Tuesday, May 12, 2015

Obamacare's 'Cadillac Tax' Will Soon Hit Many Cities and States

Robert Pozan reports:
Earlier this year, the US Supreme Court unanimously decided that a collective bargaining agreement should not be construed to provide workers with free healthcare benefits for life -- unless that agreement explicitly required the employer to pay all healthcare premiums for the lifetime of its employees. Instead, the Supreme Court declared, the healthcare benefits included in a collective bargaining agreement presumptively end when that agreement expires. As a result, local governments will have the opportunity to renegotiate their healthcare benefits with the public unions as their collective bargaining agreements end.

In these negotiations over the next few years, local governments should be very concerned about running afoul of the "Cadillac" tax. In 2014, government healthcare plans were 17.5 percent higher cost than the average citizen's plan, and their employee contributions were 45 percent less than the average plan, according to a survey of nearly 10,000 employers by United Benefit Advisors.

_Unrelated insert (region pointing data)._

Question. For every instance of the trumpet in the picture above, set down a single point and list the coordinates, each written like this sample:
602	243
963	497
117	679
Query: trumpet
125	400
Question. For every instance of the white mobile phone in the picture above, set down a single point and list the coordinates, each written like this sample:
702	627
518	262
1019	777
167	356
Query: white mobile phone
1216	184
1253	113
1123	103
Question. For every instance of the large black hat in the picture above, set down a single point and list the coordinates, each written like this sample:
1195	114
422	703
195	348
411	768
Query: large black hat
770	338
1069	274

If these patterns continue, many state and city healthcare plans will run up against the "Cadillac" tax in 2018 - a 40 percent tax on the amount of total healthcare premiums (from employers and employees) exceeding $10,200 per year for individuals or $27,500 per year for families. In a 2013 letter, the deputy mayor for operations in New York City estimated that the Cadillac tax would cost the City $22 million in 2018, rising to $549 million in 2022. Similarly, the Association of Washington Cities, which offers a pooled plan to municipalities in Washington State, estimated that the "Cadillac" tax could increase local taxes by $76 million over the decade starting in 2018.
We can assure you, if ObamaCare isn't dismantled: some government workers who voted for Obama might become "less" happy with their health care plans.